The energy consumption and pollutants–CO2 emission comparison of the scenarios with and without home-to-work service shows benefits for all impacts considered, except for NOX emissions (Figure 10). The greatest reduction is related to VOC emissions (−97%), which are related mostly to gasoline cars. The mileage decreases in cars (−90%) are not proportional to PM2.5 emissions (−72%) and consumption (−61%) reductions because the shuttles are diesel coaches with bigger engines. Their emission factors of nitrogen oxides represent the most problematic issue: they are much higher than those of employees’ cars, so the emissions are high despite the km being much lower than those of cars. For the new shuttles operating for the HWS nowadays, the results would be very positive even for NOX emissions (Figure 11).

4.3. Cost–Benefit Analysis

The economic analysis reveals that the HWS scenario offers benefits to both users and the community, such as lower operating costs, harmful emissions, congestion, and accidents. Although there is a slight increase in travel time costs, the estimated economic benefit is significant (Figure 12): it amounts to approximately EUR 1.35 million per year. This includes:
  • EUR −992 k for investment and running costs;
  • EUR +38 k for travel time costs;
  • EUR −36 k for external costs of pollution and climate change;
  • EUR −365 k for external costs of congestion and safety.
Figure 13 shows the daily expenses per user by mode of transport (shuttles, cars, and public transport). The social cost of an average working day at the ENEA “Casaccia” Research Centre is around 35 EUR/day per person for HWS users, 57 EUR/day per person for private car users, and 51 EUR/day per person for public transport users, considering external costs as invariant. The HWS scenario prevents a social cost increase of about 72 EUR/day compared to the NO-HWS scenario.
In the NO-HWS scenario, public transport users mostly bear the cost of travel time with only a residual amount for the use of the service. On the contrary, private car users bear relevant investment and running costs; moreover, they are responsible for most of the external costs, particularly congestion and safety, which represent over 80% of the overall external costs in this scenario. Pollution emissions have a lower impact, especially due to NOX emissions. External costs of Public Transport have been neglected, as they are invariant between the two scenarios.
The HWS scenario saves on running costs, congestion, safety, and overall travel time, though mean travel time is about 50% higher than car users. In this scenario, overall external costs are very low, subdivided into pollution and climate, and congestion and safety.

5. Conclusions

The present work lays the foundations for the design of an integrated tool able to carry out both the ex ante identification of home-to-work travel optimization strategies and the ex post evaluation of the adopted measures by means of several performance indexes.
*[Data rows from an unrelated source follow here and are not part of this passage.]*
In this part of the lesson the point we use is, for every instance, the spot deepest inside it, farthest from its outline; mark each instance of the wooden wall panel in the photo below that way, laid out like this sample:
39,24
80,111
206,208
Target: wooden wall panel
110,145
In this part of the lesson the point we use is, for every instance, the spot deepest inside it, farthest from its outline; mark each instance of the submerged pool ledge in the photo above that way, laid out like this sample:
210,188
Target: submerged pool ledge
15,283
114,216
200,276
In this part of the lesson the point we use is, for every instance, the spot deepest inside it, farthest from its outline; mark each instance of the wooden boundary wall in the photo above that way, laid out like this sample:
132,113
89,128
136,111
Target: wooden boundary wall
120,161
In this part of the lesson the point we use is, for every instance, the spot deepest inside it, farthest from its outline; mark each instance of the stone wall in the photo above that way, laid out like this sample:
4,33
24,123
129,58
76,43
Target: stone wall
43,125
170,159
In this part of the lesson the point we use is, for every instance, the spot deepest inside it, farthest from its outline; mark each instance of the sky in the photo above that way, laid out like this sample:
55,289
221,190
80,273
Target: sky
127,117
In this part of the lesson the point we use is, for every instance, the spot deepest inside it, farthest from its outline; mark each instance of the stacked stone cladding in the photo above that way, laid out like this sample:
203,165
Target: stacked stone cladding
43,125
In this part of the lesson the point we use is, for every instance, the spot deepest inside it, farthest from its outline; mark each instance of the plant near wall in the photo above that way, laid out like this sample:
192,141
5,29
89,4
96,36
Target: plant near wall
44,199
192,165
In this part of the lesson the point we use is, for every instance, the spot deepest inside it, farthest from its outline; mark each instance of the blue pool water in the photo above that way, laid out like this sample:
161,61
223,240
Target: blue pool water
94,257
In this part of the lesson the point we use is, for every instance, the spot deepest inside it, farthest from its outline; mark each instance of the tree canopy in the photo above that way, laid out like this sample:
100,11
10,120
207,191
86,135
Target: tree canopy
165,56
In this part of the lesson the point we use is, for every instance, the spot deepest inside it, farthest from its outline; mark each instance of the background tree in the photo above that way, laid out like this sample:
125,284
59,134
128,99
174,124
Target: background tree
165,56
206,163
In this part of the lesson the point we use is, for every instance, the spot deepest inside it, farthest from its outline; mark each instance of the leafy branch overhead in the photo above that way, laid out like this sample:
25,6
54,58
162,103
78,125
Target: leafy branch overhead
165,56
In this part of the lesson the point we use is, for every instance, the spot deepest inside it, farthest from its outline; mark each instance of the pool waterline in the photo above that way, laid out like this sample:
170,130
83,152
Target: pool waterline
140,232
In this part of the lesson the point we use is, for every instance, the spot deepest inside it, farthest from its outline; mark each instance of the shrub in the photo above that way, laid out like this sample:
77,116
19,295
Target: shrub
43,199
The final aim is to support mobility management in assessing “soft” actions that might foster sustainable mobility behavior.
Conducting regular surveys is indeed crucial to understanding systematic mobility patterns and designing tailored solutions for home-to-work commuting. In addition, questionnaires can assist in assessing the quality of the transport services that have been implemented and identifying any shortcomings. This, in turn, allows the exploration of possible enhancements that may stimulate a wider uptake of the adopted solutions.
Specifically, when examining the ENEA “Casaccia” case study, it was discovered that a significant number of individuals would use the company’s shuttle service if the routes were optimized and the stop locations were reorganized. Apart from these possible enhancements, the results obtained for the current offer show that the collective transport service ensures more efficient and less polluting home-to-work mobility. The estimated decrease of more than 3 million km per year by private cars reduces 330 tons of CO2 emissions and about one-half metric tons of VOC emissions. Furthermore, this study also highlighted how the service is able to stimulate a socialization context with positive working implications. Finally, the HWS allows monetary savings of around EUR 72 per day, of which 12.5% are external costs saved by reducing car travel, given as invariant the public transport service. As for the internal costs, in the NO-HWS scenario, the public transport users pay a high cost for their travel time, while a large share of the cost is due to investment and running costs for private car users.
For these reasons, the home-to-work travel plan represents a worthwhile solution for managing the mobility demand for a given territorial/organizational context and contributing to reducing dependence on private cars.
The employees benefit from economic savings, psychophysical stress reduction, lower risk of accidents, and increased socialization among themselves. The company would directly benefit from cost savings for parking management and would facilitate access to the center for external personnel. Indirect advantages would come from an improvement in the institution’s image and from an increase in the productivity of the employees, thanks to a reduction in absenteeism and a greater sense of belonging. Furthermore, the relations between the company and the inhabitants of the area could improve. The community would benefit from the reduction in externalities related to air pollution and climate change, the number of accidents, and the level of road congestion.
The main limitation of this study deals with the relevance of the analyzed Italian case study, which focuses exclusively on a single collective shuttle service. Including additional services such as carpooling, ridesharing, and community transport, as well as considering the implementation of flexible work arrangements, will require significant efforts, particularly through survey updates. However, the methodologies used to characterize mobility patterns for different transport modes, as well as those employed for energy–environmental and cost–benefit analysis, are highly comprehensive. Additionally, a significant amount of information collected from the questionnaire would prove valuable in assessing alternative services. Therefore, the present approach appears robust and flexible, as it has the potential to be scaled up for other corporate service analyses.
Another limitation pertains to the absence of optimization of the route and the timetable of the service, as well as the need for better integration with local public transport and services offered by neighboring companies. Addressing these aspects would enhance the current framework, transforming it into a wide-ranging tool for both ex ante and ex post analysis of company transport services.
As future research lines, the current analysis will be updated and expanded to encompass the present configuration of collective company transport, as well as the emerging trends in transportation behaviors during the post-pandemic period.

Author Contributions

Conceptualization, C.L., M.L. and V.C.; survey design, C.L., M.L. and V.C.; data curation, C.L., F.C. and M.L.; methodology, C.L., M.L. and S.O.; formal analysis, C.L., G.V., M.L., S.O. and V.C.; investigation, M.L., S.O. and V.C.; validation, C.L., G.V., M.L., M.P.V., S.O. and V.C.; software development, C.L., F.C. and G.V.; writing—original draft preparation, C.L., M.L., S.O. and V.C.; writing—review and editing, C.L., M.L., M.P.V., S.O. and V.C.; supervision, G.V. and M.P.V. All authors have read and agreed to the published version of the manuscript.

Funding

This research received no external funding.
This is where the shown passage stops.